概要
平衡状態にある系に外部から状態を変化させる操作を行なった場合に、系はその変化を相殺するように平衡を移動させます。
このような原理をル・シャトリエ(Le Chatelier)の原理といいます。
実務の反応器設計においては、どのような運転条件に設定すれば反応がよく進むのかを知れる原理であるため、非常にお世話になります。

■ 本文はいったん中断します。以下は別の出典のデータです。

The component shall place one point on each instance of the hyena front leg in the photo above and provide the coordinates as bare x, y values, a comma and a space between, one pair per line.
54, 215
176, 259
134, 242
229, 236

この記事ではNH3(アンモニア)の平衡反応を例にル・シャトリエの原理を解説します。
ル・シャトリエの原理
$$N_{2}+3H_{2}⇄2NH_{3}+45.9kJ/mol_{-NH_{3}}・・・(1)$$
(1)式のNH3の生成反応について考えます。
NH3が1mol生成すると、45.9kJの発熱が生じる反応です。
圧力が変化する場合
例えば系の温度を一定に保ちつつ全圧を増加させた場合、(1)式の平衡は圧力の増加を打ち消すように右側へ移動します。
(1)式の反応物の量論比をみると、
- 左辺:N2(1mol)、H2(3mol)
- 右辺:NH3(2mol)
であり、右辺に平衡が移動するほど分子のモル量が少なくなり圧力が低くなります。
そのため系の圧力を増加させた場合は、その影響を緩和するために平衡が右側に移動します。
温度が変化する場合
今度は系の全圧を一定に保ちつつ温度を増加させた場合、(1)式の平衡は温度の増加を打ち消すように左側へ移動します。

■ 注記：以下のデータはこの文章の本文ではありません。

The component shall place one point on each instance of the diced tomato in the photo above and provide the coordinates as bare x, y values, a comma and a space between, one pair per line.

(1)式から、NH3が生成するとNH31mol当たり45.9kJの熱が発生します。
N21mol当たりでは、NH3が2mol生成するので、45.9×2=91.8kJの熱が発生します。
逆にNH31molが分解してN2とH2に戻るときは45.9kJの熱を周囲から奪います。
したがって、温度を増加させた場合はその影響を緩和するために平衡が左側に移動して吸熱します。
反応器での応用例
アンモニア生成反応
$$N_{2}+3H_{2}⇄2NH_{3}+45.9kJ/mol_{-NH_{3}}・・・(1)$$
上の例でも出したNH3生成反応ですが、かの有名なハーバー・ボッシュ法で製造されています。
ル・シャトリエの原理を利用し、300~500kPaGの高圧条件下で反応を進めています。
温度については低温ほど平衡関係的には有利ですが、あまり低くし過ぎると反応速度が低下し反応器のサイズが大きくなってしまいます。
ハーバー・ボッシュ法では反応器の前段では400℃前後の温度で反応させ、反応器後段に進むにつれて冷却してNH3の反応率を上げています。
エステル化反応
$$CH_{3}COOH+C_{2}H_{5}OH⇄CH_{3}COOC_{2}H_{5}+H_{2}O・・・(2)$$
$$K=\frac{[CH_{3}COOC_{2}H_{5}][H_{2}O]}{[CH_{3}COOH][C_{2}H_{5}OH]}・・・(3)$$
酢酸のエステル化反応は(2)式、平衡定数は(3)式で表されます。
この反応では目的生成物である酢酸エチルの他に水が複製します。
したがって、水だけを何らかの方法で取り除くことができれば(3)式の分子の水濃度が小さくなるため、平衡が(2)式の右側に傾きます。
水の除去としてプラントでよく使用される方法は蒸留です。しかし、単に熱を与えるだけで水が分離すればよいですが、酢酸エチル-水の2成分は共沸することで知られています。
そのような系の場合は水のみと共沸するような共沸剤を反応器に投入することで、水のみを分離することができます。
メタノール合成
$$CO+2H_{2}⇄CH_{3}OH・・・(4)$$
一酸化炭素からメタノールを合成する反応です。
ΔH=-91kJ/molの発熱反応で、アンモニア生成反応と同様に低温高圧にするほど平衡が右側にシフトします。
1960年頃までは20~30MPa、300~400℃の条件で合成されていましたが、近年では触媒技術の進歩により5~10MPa、250℃前後の条件で合成されるようになりました。
まとめ
ル・シャトリエの原理について説明しました。
実際には反応温度や反応圧力に制約がある中で、どのような反応条件に設定するのが良いか、考えるのが反応器設計の醍醐味です。